Pırıl pırıl güneş ile uyandım. Güneş hiç canınızı sıktı mı bilmiyorum ama benimkini fena sıktı bu gün.  Kış ortasındayız. Yağmura, kara hasret kaldık. Şöyle gönlünce ve günlerce yağmur yağmayalı kaç zaman oldu hatırlamıyorum. Hele kar yağışı, kitaplara ve büyüklere ait bir anlatı olmaya aday bir doğa olayı olarak anılarımızı süslemeye başladı bile.

                Tabiatın bir bütün olarak insana karşı bir savaş başlattığı kanısı ruhumu sıkmakla beraber korkularımı da büyütüyor aynı zamanda.
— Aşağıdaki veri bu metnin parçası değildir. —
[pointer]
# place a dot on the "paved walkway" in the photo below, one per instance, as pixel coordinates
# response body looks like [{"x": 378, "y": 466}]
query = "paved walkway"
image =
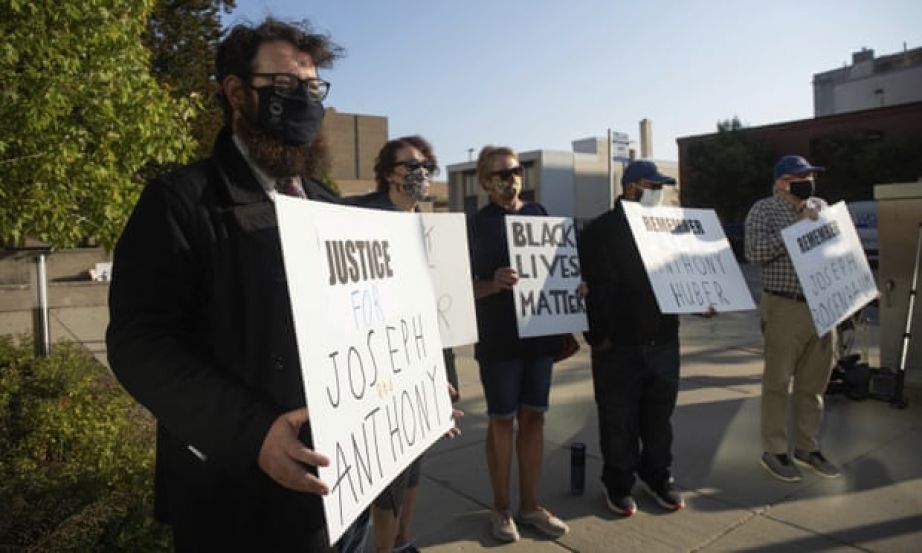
[{"x": 732, "y": 503}]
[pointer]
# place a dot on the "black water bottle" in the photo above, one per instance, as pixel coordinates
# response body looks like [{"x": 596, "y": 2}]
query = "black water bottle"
[{"x": 577, "y": 468}]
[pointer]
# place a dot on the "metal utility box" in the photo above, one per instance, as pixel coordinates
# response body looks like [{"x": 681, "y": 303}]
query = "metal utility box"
[{"x": 899, "y": 216}]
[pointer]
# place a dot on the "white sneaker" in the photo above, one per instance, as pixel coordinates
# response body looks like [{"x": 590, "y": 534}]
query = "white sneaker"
[{"x": 504, "y": 528}]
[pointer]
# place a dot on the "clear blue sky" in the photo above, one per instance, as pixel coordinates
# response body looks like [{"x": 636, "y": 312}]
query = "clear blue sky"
[{"x": 541, "y": 73}]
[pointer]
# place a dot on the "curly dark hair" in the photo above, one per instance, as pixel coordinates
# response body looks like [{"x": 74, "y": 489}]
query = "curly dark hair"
[
  {"x": 238, "y": 49},
  {"x": 387, "y": 157}
]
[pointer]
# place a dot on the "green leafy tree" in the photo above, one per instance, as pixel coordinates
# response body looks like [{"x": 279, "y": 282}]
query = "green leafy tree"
[
  {"x": 76, "y": 456},
  {"x": 80, "y": 115},
  {"x": 182, "y": 36},
  {"x": 728, "y": 172}
]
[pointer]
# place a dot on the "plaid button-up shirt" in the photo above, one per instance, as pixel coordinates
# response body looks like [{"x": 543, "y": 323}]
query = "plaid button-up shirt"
[{"x": 765, "y": 246}]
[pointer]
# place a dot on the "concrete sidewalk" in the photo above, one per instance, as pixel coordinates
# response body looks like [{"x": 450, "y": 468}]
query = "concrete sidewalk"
[{"x": 732, "y": 503}]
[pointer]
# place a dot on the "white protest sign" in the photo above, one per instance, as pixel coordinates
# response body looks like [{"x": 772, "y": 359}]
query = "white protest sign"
[
  {"x": 369, "y": 346},
  {"x": 688, "y": 259},
  {"x": 543, "y": 252},
  {"x": 831, "y": 266},
  {"x": 445, "y": 235}
]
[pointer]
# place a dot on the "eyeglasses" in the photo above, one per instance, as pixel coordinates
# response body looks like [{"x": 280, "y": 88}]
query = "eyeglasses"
[
  {"x": 287, "y": 84},
  {"x": 415, "y": 165},
  {"x": 507, "y": 174}
]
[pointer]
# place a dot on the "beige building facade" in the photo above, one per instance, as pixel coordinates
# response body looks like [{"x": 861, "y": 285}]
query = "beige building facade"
[{"x": 354, "y": 142}]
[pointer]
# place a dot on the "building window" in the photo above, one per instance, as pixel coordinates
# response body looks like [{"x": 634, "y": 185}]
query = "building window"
[{"x": 469, "y": 178}]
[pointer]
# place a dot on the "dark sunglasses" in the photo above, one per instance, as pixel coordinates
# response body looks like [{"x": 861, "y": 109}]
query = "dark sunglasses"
[
  {"x": 507, "y": 174},
  {"x": 415, "y": 165},
  {"x": 287, "y": 84}
]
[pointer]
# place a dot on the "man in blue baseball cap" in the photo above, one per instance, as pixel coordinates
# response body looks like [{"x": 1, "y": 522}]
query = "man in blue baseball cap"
[
  {"x": 793, "y": 351},
  {"x": 635, "y": 352}
]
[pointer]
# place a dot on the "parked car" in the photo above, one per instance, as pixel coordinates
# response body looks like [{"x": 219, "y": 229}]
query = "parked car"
[{"x": 864, "y": 215}]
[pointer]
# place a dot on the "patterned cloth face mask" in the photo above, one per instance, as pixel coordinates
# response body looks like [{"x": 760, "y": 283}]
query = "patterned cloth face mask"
[{"x": 416, "y": 184}]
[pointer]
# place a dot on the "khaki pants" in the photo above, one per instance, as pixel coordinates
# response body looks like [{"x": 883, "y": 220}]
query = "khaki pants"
[{"x": 793, "y": 352}]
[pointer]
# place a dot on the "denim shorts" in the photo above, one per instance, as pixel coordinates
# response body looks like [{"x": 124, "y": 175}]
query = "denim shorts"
[{"x": 519, "y": 383}]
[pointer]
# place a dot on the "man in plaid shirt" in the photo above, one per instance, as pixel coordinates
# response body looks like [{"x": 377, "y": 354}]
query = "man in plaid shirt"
[{"x": 793, "y": 351}]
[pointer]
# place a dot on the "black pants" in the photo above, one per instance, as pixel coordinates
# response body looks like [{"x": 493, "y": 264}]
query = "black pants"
[{"x": 635, "y": 390}]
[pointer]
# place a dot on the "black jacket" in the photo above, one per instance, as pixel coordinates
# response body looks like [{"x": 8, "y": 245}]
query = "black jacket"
[
  {"x": 621, "y": 305},
  {"x": 201, "y": 334}
]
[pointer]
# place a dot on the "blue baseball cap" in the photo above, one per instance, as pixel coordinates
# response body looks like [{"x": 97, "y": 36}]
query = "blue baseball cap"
[
  {"x": 795, "y": 165},
  {"x": 643, "y": 169}
]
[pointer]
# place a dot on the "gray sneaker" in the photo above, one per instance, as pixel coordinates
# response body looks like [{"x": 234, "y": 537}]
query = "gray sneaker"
[
  {"x": 816, "y": 461},
  {"x": 503, "y": 526},
  {"x": 780, "y": 466}
]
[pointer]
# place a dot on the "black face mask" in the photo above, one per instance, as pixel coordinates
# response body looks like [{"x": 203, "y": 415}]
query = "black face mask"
[
  {"x": 293, "y": 118},
  {"x": 803, "y": 189}
]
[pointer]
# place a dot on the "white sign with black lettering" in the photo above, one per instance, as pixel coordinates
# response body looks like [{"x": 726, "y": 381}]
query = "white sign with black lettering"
[
  {"x": 543, "y": 252},
  {"x": 445, "y": 235},
  {"x": 368, "y": 341},
  {"x": 831, "y": 266},
  {"x": 688, "y": 259}
]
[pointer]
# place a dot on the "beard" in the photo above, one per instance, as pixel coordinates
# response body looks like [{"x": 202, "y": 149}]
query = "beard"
[{"x": 276, "y": 158}]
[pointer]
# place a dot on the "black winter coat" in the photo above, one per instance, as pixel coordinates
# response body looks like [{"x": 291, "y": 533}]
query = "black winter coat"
[{"x": 201, "y": 334}]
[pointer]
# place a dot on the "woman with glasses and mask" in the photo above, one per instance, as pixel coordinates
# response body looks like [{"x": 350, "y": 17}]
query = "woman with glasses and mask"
[
  {"x": 515, "y": 372},
  {"x": 403, "y": 171}
]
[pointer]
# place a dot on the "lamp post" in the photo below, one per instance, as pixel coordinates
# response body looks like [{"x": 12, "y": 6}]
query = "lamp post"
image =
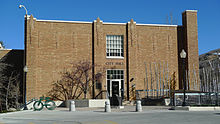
[
  {"x": 22, "y": 6},
  {"x": 25, "y": 69},
  {"x": 183, "y": 56}
]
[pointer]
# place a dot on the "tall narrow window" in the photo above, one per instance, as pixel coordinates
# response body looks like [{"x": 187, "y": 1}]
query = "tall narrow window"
[{"x": 114, "y": 46}]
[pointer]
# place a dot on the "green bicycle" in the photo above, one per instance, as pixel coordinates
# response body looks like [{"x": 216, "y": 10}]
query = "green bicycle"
[{"x": 50, "y": 104}]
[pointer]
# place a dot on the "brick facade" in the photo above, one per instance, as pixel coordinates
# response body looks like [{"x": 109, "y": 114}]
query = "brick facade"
[{"x": 52, "y": 45}]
Meyveler tat değiştirdi, sebzeler renk değiştirdi. Hayvanlar huy değiştirdi. Vakitsiz gelen güneş geriyor artık. Yağmur ise bir öfkeyi izhar babından yağıyor zaman zaman. Ya bir intikamın tetikçisi gibi sel olup alıyor canı, bağı, bahçeyi. Ya da bir ölüm sessizliğine bürünüyor.
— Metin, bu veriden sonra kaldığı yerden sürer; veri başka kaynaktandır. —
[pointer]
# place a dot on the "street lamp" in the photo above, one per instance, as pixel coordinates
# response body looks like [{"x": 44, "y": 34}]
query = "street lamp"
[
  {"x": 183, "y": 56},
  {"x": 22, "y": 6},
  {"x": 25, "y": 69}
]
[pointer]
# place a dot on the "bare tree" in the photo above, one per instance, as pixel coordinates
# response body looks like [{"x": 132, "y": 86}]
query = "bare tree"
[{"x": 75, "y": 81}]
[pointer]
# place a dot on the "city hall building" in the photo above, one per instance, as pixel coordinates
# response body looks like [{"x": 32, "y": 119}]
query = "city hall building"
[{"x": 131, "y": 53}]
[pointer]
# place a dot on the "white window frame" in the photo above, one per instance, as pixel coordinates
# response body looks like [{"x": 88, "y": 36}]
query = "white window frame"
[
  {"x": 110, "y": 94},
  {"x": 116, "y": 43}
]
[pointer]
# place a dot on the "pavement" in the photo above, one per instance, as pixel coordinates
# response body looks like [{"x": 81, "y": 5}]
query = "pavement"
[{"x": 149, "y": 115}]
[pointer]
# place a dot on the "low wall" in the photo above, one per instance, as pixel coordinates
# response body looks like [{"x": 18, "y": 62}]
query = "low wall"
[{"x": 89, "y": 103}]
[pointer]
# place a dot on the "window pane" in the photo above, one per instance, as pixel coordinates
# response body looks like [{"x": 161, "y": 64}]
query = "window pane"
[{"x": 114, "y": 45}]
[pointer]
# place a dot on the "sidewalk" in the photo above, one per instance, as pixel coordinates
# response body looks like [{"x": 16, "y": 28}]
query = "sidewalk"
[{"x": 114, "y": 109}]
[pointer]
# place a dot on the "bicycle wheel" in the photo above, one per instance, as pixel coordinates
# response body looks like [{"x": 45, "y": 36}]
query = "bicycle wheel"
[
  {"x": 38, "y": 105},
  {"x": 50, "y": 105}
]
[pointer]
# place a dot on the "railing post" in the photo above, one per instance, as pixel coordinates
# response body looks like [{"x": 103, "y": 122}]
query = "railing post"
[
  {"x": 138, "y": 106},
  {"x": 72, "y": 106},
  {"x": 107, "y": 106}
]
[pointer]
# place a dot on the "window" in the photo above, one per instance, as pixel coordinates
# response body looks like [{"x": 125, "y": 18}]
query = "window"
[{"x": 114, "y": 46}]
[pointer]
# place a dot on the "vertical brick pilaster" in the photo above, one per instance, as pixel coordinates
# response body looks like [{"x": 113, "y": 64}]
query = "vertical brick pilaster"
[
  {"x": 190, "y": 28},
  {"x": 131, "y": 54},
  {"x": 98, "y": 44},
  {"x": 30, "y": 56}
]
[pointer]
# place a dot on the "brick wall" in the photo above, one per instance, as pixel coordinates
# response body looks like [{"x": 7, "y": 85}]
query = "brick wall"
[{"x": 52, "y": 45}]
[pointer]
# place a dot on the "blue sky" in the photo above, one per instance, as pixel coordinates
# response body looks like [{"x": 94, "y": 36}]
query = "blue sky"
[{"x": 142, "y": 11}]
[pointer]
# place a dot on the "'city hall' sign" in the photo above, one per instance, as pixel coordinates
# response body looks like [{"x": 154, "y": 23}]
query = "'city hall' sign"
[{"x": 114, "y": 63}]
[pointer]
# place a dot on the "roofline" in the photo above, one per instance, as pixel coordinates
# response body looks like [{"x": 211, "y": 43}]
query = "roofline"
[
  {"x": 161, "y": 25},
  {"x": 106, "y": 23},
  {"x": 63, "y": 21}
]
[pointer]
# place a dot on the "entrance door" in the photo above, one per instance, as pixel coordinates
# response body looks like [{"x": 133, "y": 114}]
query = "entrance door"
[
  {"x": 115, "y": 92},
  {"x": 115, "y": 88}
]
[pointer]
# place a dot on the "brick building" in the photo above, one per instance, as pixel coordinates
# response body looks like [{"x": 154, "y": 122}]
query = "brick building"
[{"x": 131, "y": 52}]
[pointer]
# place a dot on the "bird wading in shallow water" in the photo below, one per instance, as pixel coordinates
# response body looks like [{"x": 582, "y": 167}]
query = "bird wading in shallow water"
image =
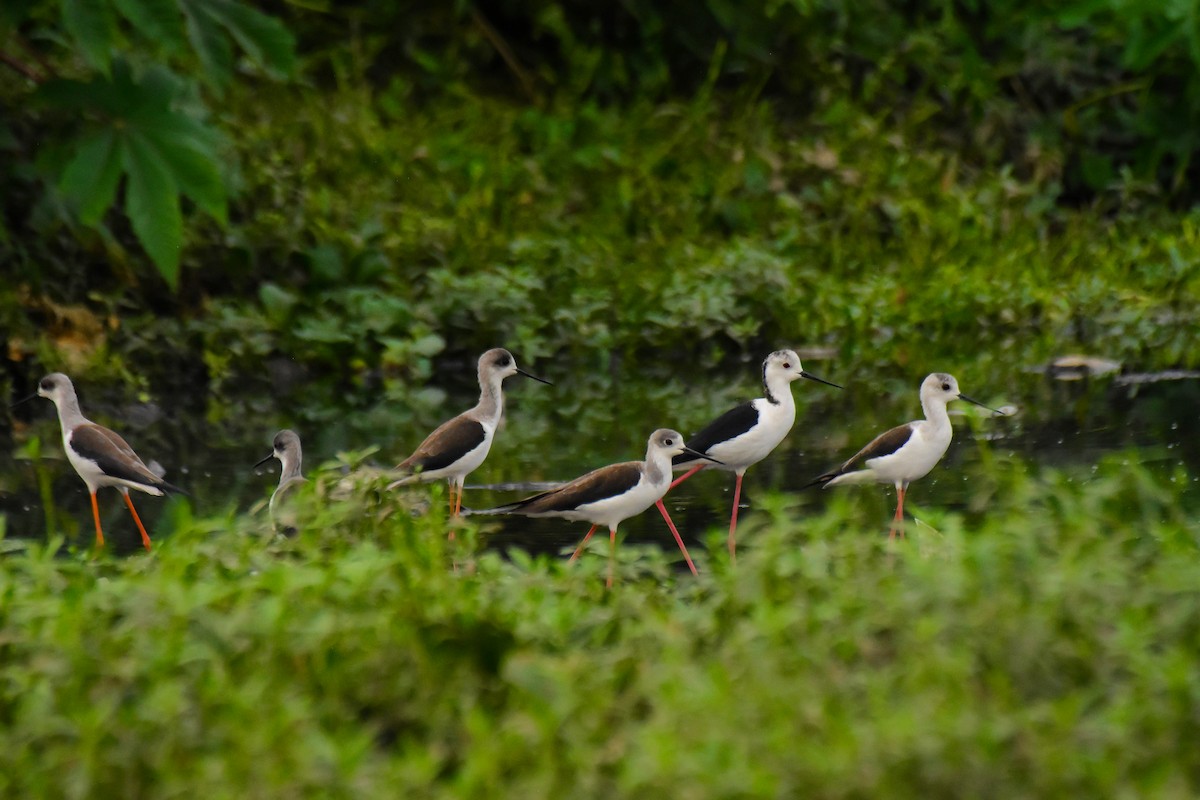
[
  {"x": 611, "y": 494},
  {"x": 287, "y": 449},
  {"x": 460, "y": 445},
  {"x": 100, "y": 456},
  {"x": 907, "y": 452},
  {"x": 747, "y": 433}
]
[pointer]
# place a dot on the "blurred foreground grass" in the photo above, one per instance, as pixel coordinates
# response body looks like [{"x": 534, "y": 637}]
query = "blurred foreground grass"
[{"x": 1041, "y": 643}]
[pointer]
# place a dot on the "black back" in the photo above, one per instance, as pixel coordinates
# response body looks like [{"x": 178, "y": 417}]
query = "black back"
[{"x": 727, "y": 426}]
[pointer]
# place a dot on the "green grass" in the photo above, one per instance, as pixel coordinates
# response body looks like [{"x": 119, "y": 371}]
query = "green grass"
[{"x": 1039, "y": 642}]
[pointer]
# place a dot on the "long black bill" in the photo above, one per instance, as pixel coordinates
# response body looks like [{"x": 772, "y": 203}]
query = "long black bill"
[
  {"x": 975, "y": 402},
  {"x": 700, "y": 455},
  {"x": 540, "y": 380},
  {"x": 820, "y": 380}
]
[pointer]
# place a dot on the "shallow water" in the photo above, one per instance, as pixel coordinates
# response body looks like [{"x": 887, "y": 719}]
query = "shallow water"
[{"x": 555, "y": 433}]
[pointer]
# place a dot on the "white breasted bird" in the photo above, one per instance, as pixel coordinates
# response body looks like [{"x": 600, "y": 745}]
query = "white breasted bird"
[
  {"x": 100, "y": 456},
  {"x": 287, "y": 449},
  {"x": 747, "y": 433},
  {"x": 460, "y": 445},
  {"x": 611, "y": 494},
  {"x": 907, "y": 452}
]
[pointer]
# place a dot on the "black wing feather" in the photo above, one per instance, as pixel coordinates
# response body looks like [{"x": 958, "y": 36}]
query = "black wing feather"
[
  {"x": 727, "y": 426},
  {"x": 449, "y": 443},
  {"x": 597, "y": 485},
  {"x": 882, "y": 445},
  {"x": 115, "y": 457}
]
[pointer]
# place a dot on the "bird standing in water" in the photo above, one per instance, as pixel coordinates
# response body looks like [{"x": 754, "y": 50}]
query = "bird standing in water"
[
  {"x": 611, "y": 494},
  {"x": 287, "y": 449},
  {"x": 907, "y": 452},
  {"x": 747, "y": 433},
  {"x": 460, "y": 445}
]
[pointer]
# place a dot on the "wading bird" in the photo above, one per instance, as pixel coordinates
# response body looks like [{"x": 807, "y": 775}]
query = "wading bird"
[
  {"x": 100, "y": 456},
  {"x": 611, "y": 494},
  {"x": 747, "y": 433},
  {"x": 287, "y": 449},
  {"x": 907, "y": 452},
  {"x": 460, "y": 445}
]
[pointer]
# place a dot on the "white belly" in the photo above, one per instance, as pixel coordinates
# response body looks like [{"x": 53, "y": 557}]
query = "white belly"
[
  {"x": 612, "y": 511},
  {"x": 754, "y": 445},
  {"x": 912, "y": 462},
  {"x": 465, "y": 465}
]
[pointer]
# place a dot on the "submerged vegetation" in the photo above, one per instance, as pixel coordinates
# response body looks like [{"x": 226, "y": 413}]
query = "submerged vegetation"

Su kaynaklarımız çekiliyor. Meğer bizim değillermiş. Su kaynakları demeliymişiz. Virüs ha bire takla atıp duruyor. Her taklada başka bir kılığa bürünüp karşımıza çıkıyor. Tam birine alışırken… Hoppala! Bir takla daha…

Buzullar eriyormuş. Karaları daraltmaya ahd etmişler bize. Denizler tuhaf tuhaf salya akıtıyor. Müsil(aj) olmuş diyorlar. Çiftliklerde “kahya” marifetiyle tuttuklarımız hariç balıklar nereye gitti bilinmiyor. Oysa eskiden çiftlikte koyun, inek olurdu. Balık-çiftlik kavramı nasıl bağdaştı zihnimde hala anlamış değilim.

Keyif vermesi bir yana bir kabusa döndü pazara gitmek. Market alışverişi aile saadetini zedelemeye başladı bile; bütünlüğünü tehdit ediyor.

Buluta da güneşe de muhalif küfürbaz muhalefet almış dizginleri deli divane at koşturuyor. Atları besiye bırakmış, katırlarıyla yarışa katılan iktidara karşı birinciliği kaptırmıyor tabi. Bir gün halkın sırtını sıvazlayıp helallik dileyeceğim diyor, ertesi gün “elinin sırtına” vuruyor. İyisi mi elinin neresine, nasıl ve hangi maksatla vurduğunu “Toroğlu-Uğurcuk” ikilisinin akılları oynatan “oynat uğurcuğum” repliğine havale edelim biz.

İktidar desen eksen kayması yaşaya yaşaya buz patenine dönmüş adeta. Anonim şirket kurma fikri ondan gelmişti oysa. Şimdi iş ortaklar ortasında kalakalmış.  İflas-ifsad ikilemi arasında gidip geliyor. Ya “sermayeyi” tüketecek ya da “harama” bulaşacak.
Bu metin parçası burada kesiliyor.